Der von Bush angekündigte "endlose Krieg", der mit der Militärintervention im Irak begonnen hat, ist ein Krieg ohne Sieg und ohne Frieden, und wahrscheinlich auch ohne wirklichen Wiederaufbau. Man ist es zufrieden, dass Zerstörung und Wiederaufbau Unternehmensgewinne generieren, und opfert die politische Moral und Vernunft auf dem Altar der Unternehmensmoral."

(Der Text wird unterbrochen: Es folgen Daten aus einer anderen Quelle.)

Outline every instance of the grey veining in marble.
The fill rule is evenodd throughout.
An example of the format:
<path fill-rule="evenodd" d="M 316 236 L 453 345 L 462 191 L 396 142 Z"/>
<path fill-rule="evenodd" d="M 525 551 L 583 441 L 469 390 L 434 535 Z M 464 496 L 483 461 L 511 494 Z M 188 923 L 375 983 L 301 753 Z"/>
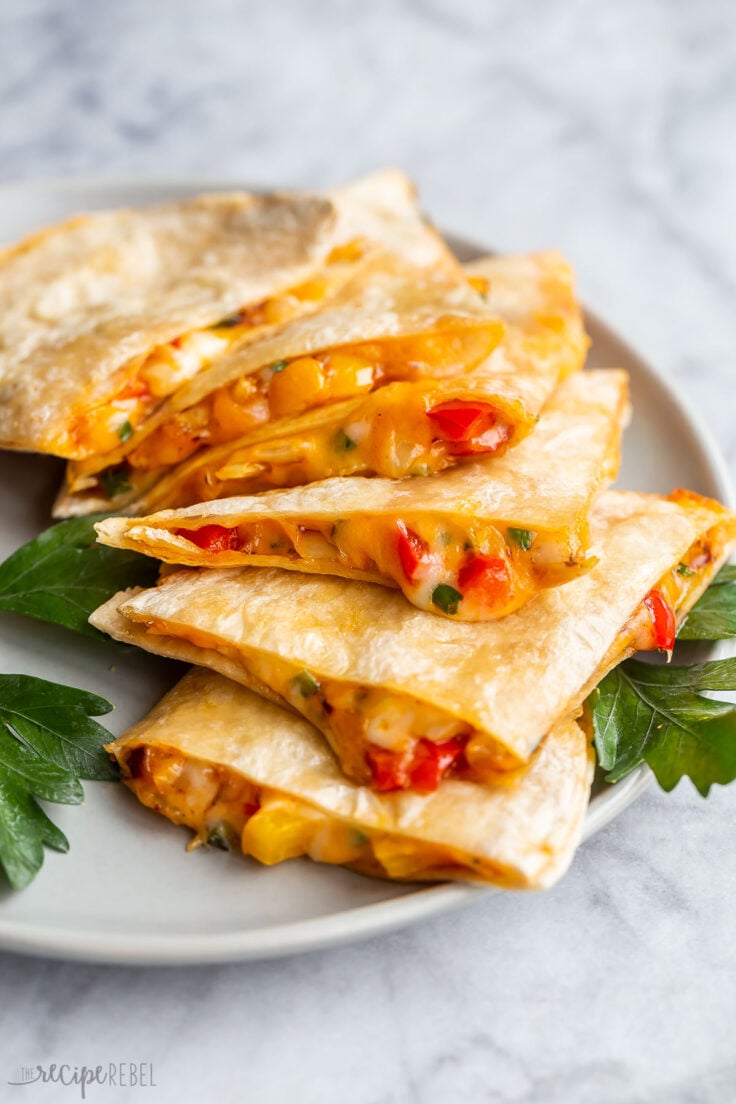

Auch das Chaos nutzt dem Westen, da er nicht mehr eine viel teuerere und starke Zentralregierung schmieren muss, sondern nur noch regionale Warlords in der Gegend, wo die interessierenden Rohstoffe liegen. Die libyschen Ölquellen sind sicher längst gesichert, wie einst die irakischen. Alles andere ist doch für die herrschenden Kreise der führenden westlichen Staaten nicht interessant genung, um sich da wirklich einzumischen. Hauptsache Gaddafi ist weg, der dafür bestraft wurde, dass er das westliche Spiel durchkreuzen wollte, nicht weil er mit Opponenten grausam umging. Schonj beim Krieg gegen den irak ging es nicht um das, was uns als kriegsgrund verkauft wurde: Alan Greenspan, Exchef der US-Notenbank, schrieb in seinen Memoiren: "Es macht mich traurig, dass es politisch unziemlich ist, etwas zuzugeben, was alle wissen: Der Irakkrieg ging vor allem ums Öl." (Quelle)
Wie im Irak so in Libyen usw. usf. Es ist das immer gleiche Muster. Gegenbeispiele sind willkommen.